Tackle and Tactics
While I was on holiday I had another fishing email from my pal Alan in New Zealand.At least it's reassuring that I'm not the only one who's lost a good fish recently -
Trust this note finds you and Lilian in the best of everything, fully invigorated from your Tobago sojourn. You sure picked a great time to be on holiday in Tobago, given that the UK got hammered by a decent storm while you were in absentia. I spent last weekend in Whangamata and managed to fit in three short angling sessions. The results were concomitantly fantastic and disappointing. Determined not to lose out again to a large fish, I opted to use the ML 4SureSpin in tandem with 20lb braid. The braid is multi-coloured and changes every 10 metres. The trace was 15 lb. clear Amnesia. A veritable pole and rope by comparison with my normal set up.
Saturday 26th October
We travelled down to Whangamata early on Saturday morning. Picture postcard day, fine, cloudless and warm. Low tide was at 7.00 pm and the wind gradually built up during the day to reach an apex of around 10 knots as I ambled out across the flats at 5.00 pm. It was blowing steadily from W though which meant it was hitting me in the middle of the back and aiding casting distance. Primo. The estuary was clear and alive with fish. Small kahawai were evident in the margins, darting in and out of the channel to harass the tiny bait fish which were quivering in fear. I started out targeting the “honey hole” where I’d struck pay dirt on my last visit and opted to attach a Bento Sassy Shad on ¼ oz. jig head. The tide was not that strong so the lure did not bounce along the bottom seductively. It was also hard to mend line with the longer rod and keep in touch with the lure as it tracked in an arc shoreward. I hooked and landed an 8" kahawai within 3 casts. Nothing else for next 45 minutes, even when changed to lighter 1/6 oz jig head.

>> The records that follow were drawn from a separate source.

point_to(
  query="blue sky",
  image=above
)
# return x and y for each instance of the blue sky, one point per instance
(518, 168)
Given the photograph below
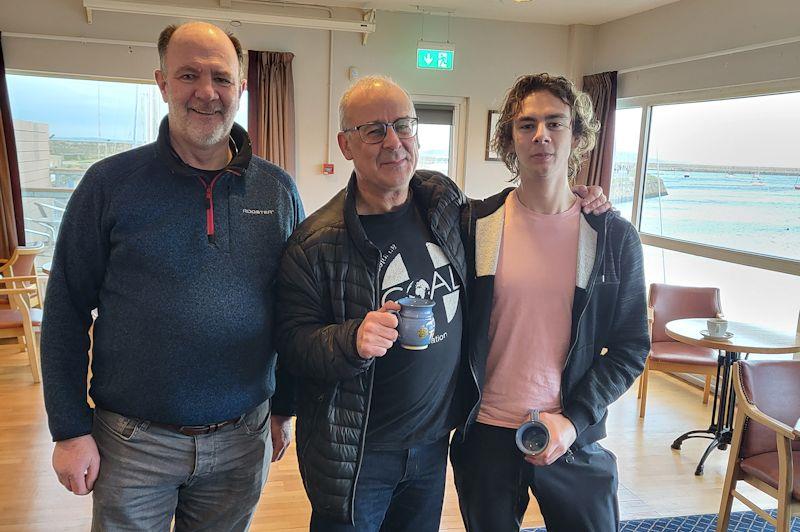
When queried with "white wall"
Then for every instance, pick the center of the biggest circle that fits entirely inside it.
(489, 56)
(693, 28)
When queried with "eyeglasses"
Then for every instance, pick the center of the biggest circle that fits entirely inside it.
(375, 132)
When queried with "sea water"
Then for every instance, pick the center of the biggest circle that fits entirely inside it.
(755, 213)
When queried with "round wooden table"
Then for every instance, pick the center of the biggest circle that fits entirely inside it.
(746, 338)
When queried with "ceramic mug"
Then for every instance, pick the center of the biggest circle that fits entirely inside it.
(717, 327)
(416, 325)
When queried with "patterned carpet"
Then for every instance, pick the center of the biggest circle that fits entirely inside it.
(740, 522)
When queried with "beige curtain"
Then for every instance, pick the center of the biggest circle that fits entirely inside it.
(270, 107)
(12, 230)
(602, 89)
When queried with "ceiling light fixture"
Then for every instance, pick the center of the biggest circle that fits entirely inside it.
(226, 15)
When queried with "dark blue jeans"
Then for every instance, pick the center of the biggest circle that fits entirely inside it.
(397, 491)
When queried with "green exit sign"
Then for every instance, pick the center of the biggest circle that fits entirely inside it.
(431, 59)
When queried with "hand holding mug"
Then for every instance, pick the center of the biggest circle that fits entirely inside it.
(377, 332)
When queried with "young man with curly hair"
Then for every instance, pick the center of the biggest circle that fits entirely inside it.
(557, 324)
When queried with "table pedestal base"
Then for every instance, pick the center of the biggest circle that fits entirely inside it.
(719, 440)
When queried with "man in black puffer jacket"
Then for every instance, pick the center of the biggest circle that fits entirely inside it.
(391, 233)
(373, 418)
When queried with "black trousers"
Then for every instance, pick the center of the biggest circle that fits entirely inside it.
(575, 494)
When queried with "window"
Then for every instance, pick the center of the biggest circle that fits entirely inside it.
(63, 126)
(719, 203)
(435, 136)
(626, 146)
(726, 173)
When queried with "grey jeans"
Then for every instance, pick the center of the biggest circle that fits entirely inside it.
(150, 473)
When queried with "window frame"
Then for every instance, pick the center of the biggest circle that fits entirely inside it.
(646, 103)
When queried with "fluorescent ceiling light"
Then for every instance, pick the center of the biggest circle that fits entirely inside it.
(142, 8)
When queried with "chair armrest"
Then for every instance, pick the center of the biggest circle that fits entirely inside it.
(752, 411)
(18, 279)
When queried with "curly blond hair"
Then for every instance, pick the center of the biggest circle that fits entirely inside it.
(583, 123)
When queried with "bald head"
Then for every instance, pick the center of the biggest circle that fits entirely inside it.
(366, 88)
(198, 30)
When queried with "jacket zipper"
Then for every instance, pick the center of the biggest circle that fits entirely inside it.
(363, 442)
(464, 310)
(583, 311)
(470, 350)
(209, 187)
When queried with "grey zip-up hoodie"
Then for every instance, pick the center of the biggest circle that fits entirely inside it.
(609, 311)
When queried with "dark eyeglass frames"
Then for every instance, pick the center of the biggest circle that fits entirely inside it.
(375, 132)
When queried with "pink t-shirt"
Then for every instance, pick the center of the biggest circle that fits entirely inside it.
(529, 331)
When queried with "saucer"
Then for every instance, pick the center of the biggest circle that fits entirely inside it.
(728, 335)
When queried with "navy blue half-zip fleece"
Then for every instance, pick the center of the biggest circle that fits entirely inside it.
(184, 333)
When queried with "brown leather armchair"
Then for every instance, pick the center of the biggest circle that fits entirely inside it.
(765, 451)
(670, 302)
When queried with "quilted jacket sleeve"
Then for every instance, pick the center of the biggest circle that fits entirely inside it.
(310, 345)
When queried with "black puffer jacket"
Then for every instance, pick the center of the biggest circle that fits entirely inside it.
(327, 284)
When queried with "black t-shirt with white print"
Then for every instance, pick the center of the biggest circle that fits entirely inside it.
(413, 394)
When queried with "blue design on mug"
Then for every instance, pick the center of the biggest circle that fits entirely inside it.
(416, 325)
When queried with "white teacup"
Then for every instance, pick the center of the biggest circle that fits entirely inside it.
(717, 327)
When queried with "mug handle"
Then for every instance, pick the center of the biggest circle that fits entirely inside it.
(396, 313)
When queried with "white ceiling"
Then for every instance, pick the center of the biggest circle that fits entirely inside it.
(563, 12)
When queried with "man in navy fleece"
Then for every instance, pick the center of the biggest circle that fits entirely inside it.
(176, 244)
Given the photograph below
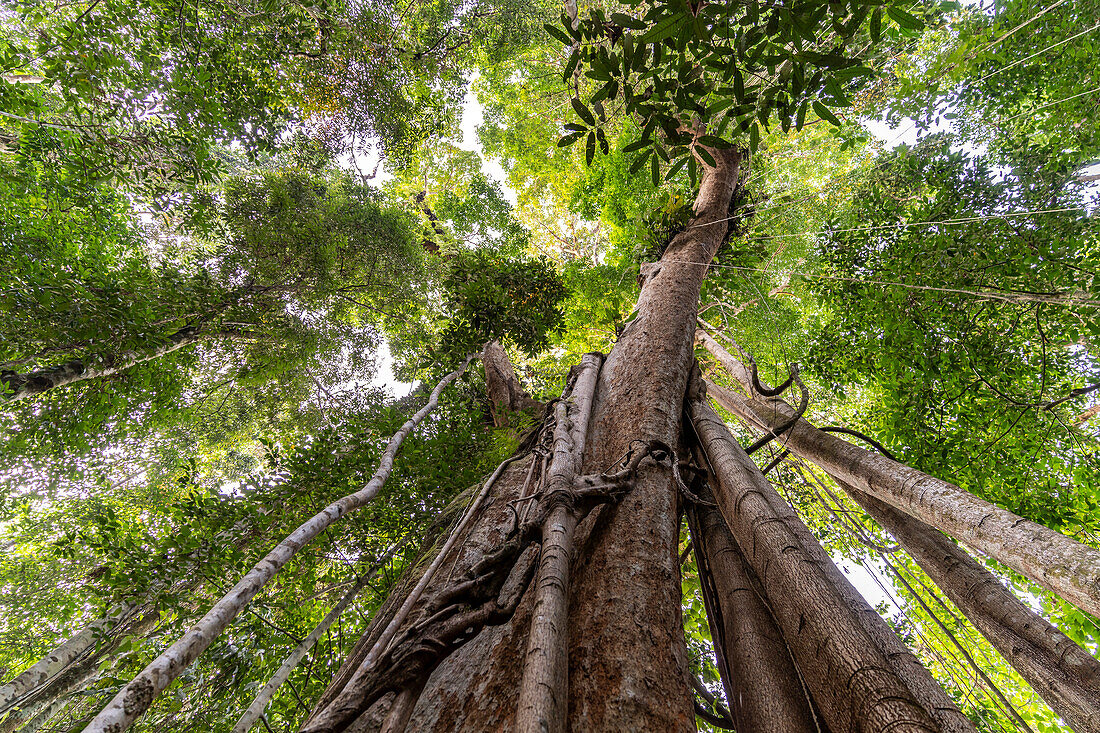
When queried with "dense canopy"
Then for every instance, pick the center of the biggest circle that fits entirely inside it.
(245, 249)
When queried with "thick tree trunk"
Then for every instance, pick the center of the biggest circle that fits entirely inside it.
(506, 395)
(1063, 566)
(762, 686)
(627, 660)
(542, 701)
(1062, 673)
(29, 384)
(1059, 564)
(858, 682)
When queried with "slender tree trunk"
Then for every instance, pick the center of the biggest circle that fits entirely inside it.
(47, 698)
(542, 703)
(1059, 564)
(627, 659)
(762, 686)
(61, 656)
(506, 395)
(29, 384)
(133, 699)
(264, 697)
(857, 682)
(1062, 673)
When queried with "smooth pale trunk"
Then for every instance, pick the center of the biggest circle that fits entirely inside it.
(762, 685)
(1059, 564)
(61, 657)
(133, 699)
(1063, 566)
(627, 659)
(32, 383)
(1060, 671)
(857, 680)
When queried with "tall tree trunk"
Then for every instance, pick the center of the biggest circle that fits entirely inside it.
(62, 656)
(29, 384)
(1062, 673)
(133, 699)
(1059, 564)
(859, 680)
(50, 697)
(762, 686)
(506, 395)
(255, 710)
(627, 659)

In desperation I switched to Clown Yo-Zuri 3D Vibe and worked downstream towards the main side stream. I immediately started to hook fish more regularly as got close to confluence, especially downstream of a moored yacht. It was blue riband fishing and I hooked 8 fish in 45 minutes. The highlight was spotting a large kahawai harassing baitfish close to the far bank and lobbing the lure close enough to elicit a strike. Strike would be an understatement as it absolutely slaughtered the lure and immediately set sail for Argentina. It jumped 15 times before I was able to gain a modicum of control and draw it into the shallows using the powerful ML 4SureSpin, 15 minutes later. Four pounds of fast twitch muscle fibre. For the record I was using a standard medium retrieve with occasional rip with tip of rod. The large kahawai had heavy bruising and scale loss behind its head on spine where it had obviously been recently caught in a maw of a sizeable kingfish (see photograph). This got me thinking that it was a large kingfish that smoked me earlier in the month.
Sunday 27th October
Low tide was at 7.10 am so I was up the next morning with the birds as they competed for ascendency in the dawn chorus. It was a cool start to the day but there was no cloud and it was fine and still. The heavy panting of amorous birds insufficient to ripple the mirror like surface of the estuary. I started fishing at 6.20 am near the main confluence where I was successful yesterday but gave up quickly as this required wading and my PVC waders were as water tight as a colander. I opted to back track, cross the side stream and work my way back up to the “honey hole”. I’d attached the ever reliable Clown Yo-Zuri 3D Vibe but it only snared one small kahawai in 30 minutes. By now the sun had just breasted the brow of the headland and started to warm the surface of the estuary. Sheets of steam flashed from the surface and tracked skyward like mare's tails. It was glorious and I was operating on auto-pilot.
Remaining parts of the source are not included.